Join us on Wednesday, Oct 19th, for the next seminar in our IAREC Seminar Series. Dr. Prashant Swamy will be presenting a seminar titled, “Chasing Tubulins and their Post-translational Modifications in Poplar”
Dr. Swamy is a Postdoc at WSU Prosser IAREC. He graduated from The University of Georgia in 2013 from Tsai lab at Warnell School of Forestry. He worked on understanding cytoskeletal tubulins and their post-translational modifications in Populus and discovered that tubulins play important role in plant growth and development. Before coming to US, he worked on rice molecular breeding towards achieving bacterial disease resistance through gene stacking and identifying disease resistance genes. His master’s project involved identifying degree of gene flow in rice. Currently, he is working with Dr. Rayapati to investigate host-virus interactions in wine grapes.

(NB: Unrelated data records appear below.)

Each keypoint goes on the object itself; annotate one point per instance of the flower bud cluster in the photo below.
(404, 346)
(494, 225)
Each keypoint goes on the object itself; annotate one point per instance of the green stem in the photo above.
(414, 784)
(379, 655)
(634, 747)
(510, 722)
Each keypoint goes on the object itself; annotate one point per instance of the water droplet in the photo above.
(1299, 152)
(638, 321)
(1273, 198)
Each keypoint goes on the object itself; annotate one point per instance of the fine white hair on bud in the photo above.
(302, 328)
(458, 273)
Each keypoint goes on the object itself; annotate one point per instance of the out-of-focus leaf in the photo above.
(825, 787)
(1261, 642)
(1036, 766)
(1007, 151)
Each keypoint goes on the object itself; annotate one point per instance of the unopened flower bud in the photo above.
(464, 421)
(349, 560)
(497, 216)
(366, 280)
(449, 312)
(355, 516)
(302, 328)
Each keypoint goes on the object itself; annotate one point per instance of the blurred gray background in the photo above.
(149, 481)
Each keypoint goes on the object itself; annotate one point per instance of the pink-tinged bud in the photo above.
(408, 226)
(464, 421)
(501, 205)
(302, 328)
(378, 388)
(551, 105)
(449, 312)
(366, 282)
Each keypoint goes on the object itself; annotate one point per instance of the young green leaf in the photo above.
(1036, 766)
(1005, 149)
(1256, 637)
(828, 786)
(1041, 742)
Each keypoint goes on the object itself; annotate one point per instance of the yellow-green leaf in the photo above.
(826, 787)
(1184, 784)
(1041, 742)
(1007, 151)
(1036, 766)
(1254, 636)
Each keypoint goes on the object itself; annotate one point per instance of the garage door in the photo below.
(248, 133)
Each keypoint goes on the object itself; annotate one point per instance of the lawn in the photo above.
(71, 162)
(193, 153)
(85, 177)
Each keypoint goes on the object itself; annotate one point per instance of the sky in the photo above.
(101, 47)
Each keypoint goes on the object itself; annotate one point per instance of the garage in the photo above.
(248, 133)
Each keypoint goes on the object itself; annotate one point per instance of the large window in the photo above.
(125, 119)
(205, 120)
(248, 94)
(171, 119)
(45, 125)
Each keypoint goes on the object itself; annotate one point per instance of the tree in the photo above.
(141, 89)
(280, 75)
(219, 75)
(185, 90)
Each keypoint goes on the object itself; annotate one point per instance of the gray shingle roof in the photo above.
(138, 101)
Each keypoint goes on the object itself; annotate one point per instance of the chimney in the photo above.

Alpha- and beta-tubulins, building blocks of microtubules (MTs) are more commonly depicted as cellular tracks guiding intracellular traffic. These dynamic structures serve essential functions during plants’ growth and development. Cortical MTs presumably maneuver cell wall deposition but the disruption in such interaction through genetic manipulation or mutation leads to developmental defects. To understand the process of cell wall deposition in trees, genetic manipulation of xylem- (or wood) abundant alpha and beta tubulins along with their post-translational mimics were attempted in Populus. Transgenic Populus expressing ectopic genes were recovered but these trees exhibited unexpected cell wall modifications and novel stomatal behavior. We also discovered that unlike tubulins from animals and lower eukaryotes, their plant counterparts are mostly regulated at transcriptional level. Our study provided new insights into how these cytoskeletal proteins influence tissue-specific functions in addition to their precise regulation in plants.